Although there are some more lighthearted moments in the book, and it is action driven and exciting, it’s not especially funny – especially as you get closer to the end. Nevertheless, there was one line which (probably unintentionally) provided a moment of light and humour in the middle of the chaos. I don’t know why, but thus one line stuck in head and I couldn’t forgive myself if I didn’t mention it. There’s a moment when Sarai is telling Lazlo about their world, and she tells him that they used to have two moons. Lots of fantasy worlds/parallel universes have multiple moons, but hardly any of them provide a reason for this – you simply take it as part of the world. Laini Taylor, however, provides a reason… and it is this… the second moon is a spare – incase they lose one! If that isn’t the weirdest explanation for something then I don’t know what is. Don’t ask me why I found that so funny, I guess it’s just a random insight into my sense of humour.
This book screwed with my brain a bit towards the end, because I had suspected for ages what the big reveal would be – that Lazlo would be a God, but the thing that I didn’t see coming was what we had actually known from the VERY BEGINNING of the book – namely, that Sarai would die. For some reason I had instantly assumed that the blue girl who died in the prologue was Isagol, therefore, when it turned out that Sarai had died I was so unbelievably shocked, I could hardly process it. Also I was kind of disappointed in myself because I’m usually quite good at spotting when plot twists and exciting reveals are coming, and what they’ll be, but I missed literally the most obvious thing in the book.

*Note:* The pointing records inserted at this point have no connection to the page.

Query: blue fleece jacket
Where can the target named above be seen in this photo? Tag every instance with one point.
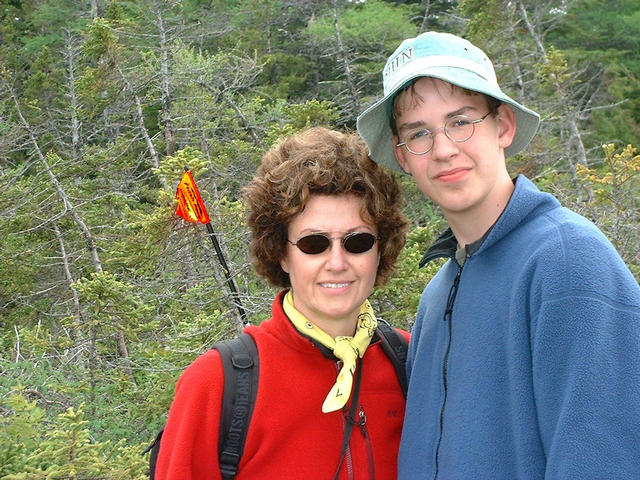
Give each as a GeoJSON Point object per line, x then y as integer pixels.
{"type": "Point", "coordinates": [534, 370]}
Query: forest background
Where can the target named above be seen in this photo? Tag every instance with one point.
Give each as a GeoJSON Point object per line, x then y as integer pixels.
{"type": "Point", "coordinates": [106, 295]}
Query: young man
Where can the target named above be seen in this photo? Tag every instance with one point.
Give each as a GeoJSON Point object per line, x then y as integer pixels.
{"type": "Point", "coordinates": [524, 361]}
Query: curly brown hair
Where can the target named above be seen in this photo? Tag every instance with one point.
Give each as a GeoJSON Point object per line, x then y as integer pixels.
{"type": "Point", "coordinates": [327, 162]}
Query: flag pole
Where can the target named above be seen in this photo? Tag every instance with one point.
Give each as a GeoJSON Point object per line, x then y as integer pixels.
{"type": "Point", "coordinates": [227, 274]}
{"type": "Point", "coordinates": [192, 209]}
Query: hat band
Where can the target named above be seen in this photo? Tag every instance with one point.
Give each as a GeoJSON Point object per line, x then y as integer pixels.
{"type": "Point", "coordinates": [419, 67]}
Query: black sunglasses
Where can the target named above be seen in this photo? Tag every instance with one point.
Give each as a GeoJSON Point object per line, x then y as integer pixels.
{"type": "Point", "coordinates": [354, 242]}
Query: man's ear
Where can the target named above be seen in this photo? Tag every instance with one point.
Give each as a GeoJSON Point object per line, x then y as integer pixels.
{"type": "Point", "coordinates": [399, 152]}
{"type": "Point", "coordinates": [284, 266]}
{"type": "Point", "coordinates": [506, 125]}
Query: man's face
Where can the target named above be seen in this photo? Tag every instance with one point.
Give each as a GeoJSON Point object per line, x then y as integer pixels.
{"type": "Point", "coordinates": [463, 178]}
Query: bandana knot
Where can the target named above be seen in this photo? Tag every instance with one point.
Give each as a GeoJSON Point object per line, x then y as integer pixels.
{"type": "Point", "coordinates": [346, 349]}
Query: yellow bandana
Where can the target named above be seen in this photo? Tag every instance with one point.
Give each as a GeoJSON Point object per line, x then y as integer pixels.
{"type": "Point", "coordinates": [347, 349]}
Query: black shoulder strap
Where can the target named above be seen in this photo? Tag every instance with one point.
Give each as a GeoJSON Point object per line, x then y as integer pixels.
{"type": "Point", "coordinates": [241, 366]}
{"type": "Point", "coordinates": [395, 346]}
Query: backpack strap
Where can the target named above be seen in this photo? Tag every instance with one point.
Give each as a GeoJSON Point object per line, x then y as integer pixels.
{"type": "Point", "coordinates": [241, 365]}
{"type": "Point", "coordinates": [395, 346]}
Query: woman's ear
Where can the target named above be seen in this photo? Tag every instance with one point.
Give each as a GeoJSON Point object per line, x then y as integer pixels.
{"type": "Point", "coordinates": [506, 125]}
{"type": "Point", "coordinates": [284, 266]}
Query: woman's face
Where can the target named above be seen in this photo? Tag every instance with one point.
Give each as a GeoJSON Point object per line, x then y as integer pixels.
{"type": "Point", "coordinates": [329, 287]}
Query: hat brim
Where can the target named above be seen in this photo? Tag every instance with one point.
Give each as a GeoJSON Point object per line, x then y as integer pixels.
{"type": "Point", "coordinates": [374, 128]}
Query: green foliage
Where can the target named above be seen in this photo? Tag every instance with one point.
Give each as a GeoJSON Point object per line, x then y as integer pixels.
{"type": "Point", "coordinates": [615, 185]}
{"type": "Point", "coordinates": [397, 302]}
{"type": "Point", "coordinates": [65, 448]}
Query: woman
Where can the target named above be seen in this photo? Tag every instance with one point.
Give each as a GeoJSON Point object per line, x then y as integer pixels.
{"type": "Point", "coordinates": [326, 225]}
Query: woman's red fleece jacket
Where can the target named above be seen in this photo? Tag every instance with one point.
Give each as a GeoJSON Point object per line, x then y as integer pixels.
{"type": "Point", "coordinates": [289, 437]}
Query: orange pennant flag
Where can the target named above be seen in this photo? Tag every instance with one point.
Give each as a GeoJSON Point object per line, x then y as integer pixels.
{"type": "Point", "coordinates": [190, 204]}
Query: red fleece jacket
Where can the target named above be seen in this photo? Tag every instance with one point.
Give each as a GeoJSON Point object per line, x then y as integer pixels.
{"type": "Point", "coordinates": [289, 437]}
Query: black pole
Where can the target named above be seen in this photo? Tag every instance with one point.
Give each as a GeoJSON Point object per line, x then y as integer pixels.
{"type": "Point", "coordinates": [227, 274]}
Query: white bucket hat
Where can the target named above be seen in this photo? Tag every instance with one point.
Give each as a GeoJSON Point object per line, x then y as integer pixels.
{"type": "Point", "coordinates": [449, 58]}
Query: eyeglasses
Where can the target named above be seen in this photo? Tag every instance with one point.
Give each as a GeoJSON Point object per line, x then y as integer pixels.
{"type": "Point", "coordinates": [458, 128]}
{"type": "Point", "coordinates": [354, 242]}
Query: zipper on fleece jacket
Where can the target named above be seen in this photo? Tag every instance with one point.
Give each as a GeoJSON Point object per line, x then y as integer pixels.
{"type": "Point", "coordinates": [447, 318]}
{"type": "Point", "coordinates": [362, 423]}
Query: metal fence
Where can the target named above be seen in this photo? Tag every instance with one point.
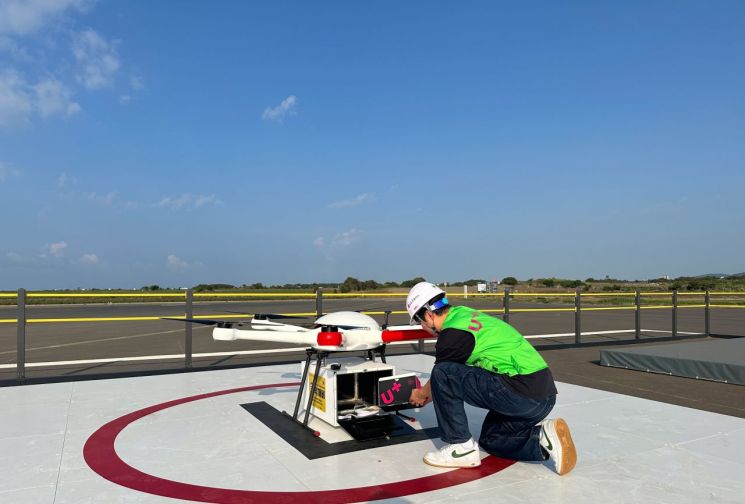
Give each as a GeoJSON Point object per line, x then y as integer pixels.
{"type": "Point", "coordinates": [23, 297]}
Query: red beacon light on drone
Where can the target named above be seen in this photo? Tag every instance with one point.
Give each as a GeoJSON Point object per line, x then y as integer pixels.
{"type": "Point", "coordinates": [329, 336]}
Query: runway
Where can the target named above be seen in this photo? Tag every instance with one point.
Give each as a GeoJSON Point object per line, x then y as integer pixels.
{"type": "Point", "coordinates": [93, 344]}
{"type": "Point", "coordinates": [185, 437]}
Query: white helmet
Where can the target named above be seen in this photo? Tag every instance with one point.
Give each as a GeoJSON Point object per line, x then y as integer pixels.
{"type": "Point", "coordinates": [419, 297]}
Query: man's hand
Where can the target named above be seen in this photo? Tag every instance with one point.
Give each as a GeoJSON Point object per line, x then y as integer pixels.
{"type": "Point", "coordinates": [419, 397]}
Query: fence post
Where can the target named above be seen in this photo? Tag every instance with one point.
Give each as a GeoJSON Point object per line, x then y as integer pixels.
{"type": "Point", "coordinates": [638, 315]}
{"type": "Point", "coordinates": [577, 316]}
{"type": "Point", "coordinates": [506, 304]}
{"type": "Point", "coordinates": [187, 328]}
{"type": "Point", "coordinates": [21, 341]}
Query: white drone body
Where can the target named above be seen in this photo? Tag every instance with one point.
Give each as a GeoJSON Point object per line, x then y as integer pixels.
{"type": "Point", "coordinates": [339, 331]}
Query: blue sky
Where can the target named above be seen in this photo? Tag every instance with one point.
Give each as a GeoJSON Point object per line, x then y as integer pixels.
{"type": "Point", "coordinates": [186, 142]}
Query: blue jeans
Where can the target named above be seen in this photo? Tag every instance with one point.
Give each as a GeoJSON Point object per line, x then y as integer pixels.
{"type": "Point", "coordinates": [509, 429]}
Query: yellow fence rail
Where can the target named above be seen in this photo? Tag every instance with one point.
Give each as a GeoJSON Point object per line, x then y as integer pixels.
{"type": "Point", "coordinates": [724, 300]}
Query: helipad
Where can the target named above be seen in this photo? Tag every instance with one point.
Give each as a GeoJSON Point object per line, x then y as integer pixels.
{"type": "Point", "coordinates": [186, 437]}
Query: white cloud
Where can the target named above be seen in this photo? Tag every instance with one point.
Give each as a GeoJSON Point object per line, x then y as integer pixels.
{"type": "Point", "coordinates": [278, 113]}
{"type": "Point", "coordinates": [22, 17]}
{"type": "Point", "coordinates": [104, 199]}
{"type": "Point", "coordinates": [16, 103]}
{"type": "Point", "coordinates": [89, 259]}
{"type": "Point", "coordinates": [330, 248]}
{"type": "Point", "coordinates": [16, 258]}
{"type": "Point", "coordinates": [356, 201]}
{"type": "Point", "coordinates": [136, 82]}
{"type": "Point", "coordinates": [176, 263]}
{"type": "Point", "coordinates": [53, 98]}
{"type": "Point", "coordinates": [98, 60]}
{"type": "Point", "coordinates": [15, 51]}
{"type": "Point", "coordinates": [188, 201]}
{"type": "Point", "coordinates": [7, 171]}
{"type": "Point", "coordinates": [19, 100]}
{"type": "Point", "coordinates": [347, 238]}
{"type": "Point", "coordinates": [64, 181]}
{"type": "Point", "coordinates": [56, 249]}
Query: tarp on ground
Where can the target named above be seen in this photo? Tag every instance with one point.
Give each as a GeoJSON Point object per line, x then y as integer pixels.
{"type": "Point", "coordinates": [713, 359]}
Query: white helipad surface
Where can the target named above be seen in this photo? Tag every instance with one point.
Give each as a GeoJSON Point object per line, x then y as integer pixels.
{"type": "Point", "coordinates": [210, 449]}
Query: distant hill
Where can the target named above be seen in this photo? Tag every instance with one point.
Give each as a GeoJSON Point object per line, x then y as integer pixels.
{"type": "Point", "coordinates": [721, 275]}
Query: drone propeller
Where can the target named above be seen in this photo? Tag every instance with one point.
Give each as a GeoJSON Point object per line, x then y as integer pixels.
{"type": "Point", "coordinates": [218, 323]}
{"type": "Point", "coordinates": [267, 316]}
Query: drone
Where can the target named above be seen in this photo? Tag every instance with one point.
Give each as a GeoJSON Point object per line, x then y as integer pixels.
{"type": "Point", "coordinates": [333, 332]}
{"type": "Point", "coordinates": [343, 331]}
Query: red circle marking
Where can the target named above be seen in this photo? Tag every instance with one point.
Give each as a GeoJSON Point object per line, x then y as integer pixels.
{"type": "Point", "coordinates": [101, 456]}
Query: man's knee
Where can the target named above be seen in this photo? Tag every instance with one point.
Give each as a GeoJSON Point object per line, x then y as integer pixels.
{"type": "Point", "coordinates": [445, 370]}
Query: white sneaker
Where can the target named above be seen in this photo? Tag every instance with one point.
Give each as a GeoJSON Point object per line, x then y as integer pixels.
{"type": "Point", "coordinates": [455, 455]}
{"type": "Point", "coordinates": [556, 439]}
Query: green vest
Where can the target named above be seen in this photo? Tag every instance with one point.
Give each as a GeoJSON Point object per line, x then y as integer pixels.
{"type": "Point", "coordinates": [499, 347]}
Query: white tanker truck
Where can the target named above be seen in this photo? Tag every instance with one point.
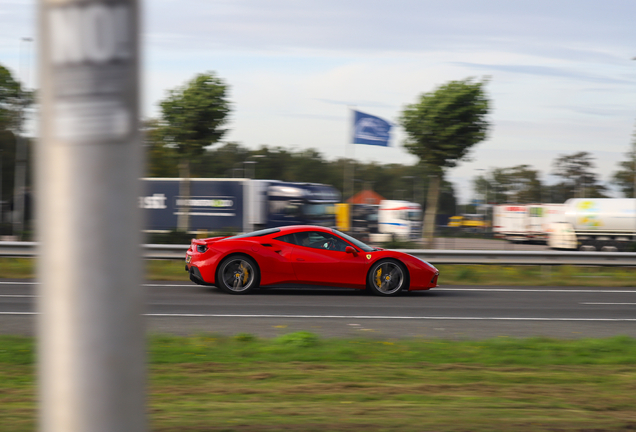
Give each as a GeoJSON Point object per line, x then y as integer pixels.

So in summary, I really enjoyed this book, I thought it was a great unique story and I will definitely be anticipating the next (and I think final) book. There are a lot of things that I want to find out, but the main two are these: 1, we know Lazlo’s father is Skathis, but who is his mother – initially I thought that it would be Azareen, but then I realised that he was too old so… we’ll see what we find out. 2, are the actual seraphim going to feature in the story at all – the seraphim are a big part of Laini Taylor’s Daughter of Smoke and Bone trilogy, and I’m wondering if they might be the key to fixing the problem of the Mesarthim.
So that wraps up this review, I hope you enjoyed it, if there’s anything you would like to see reviewed just let me know.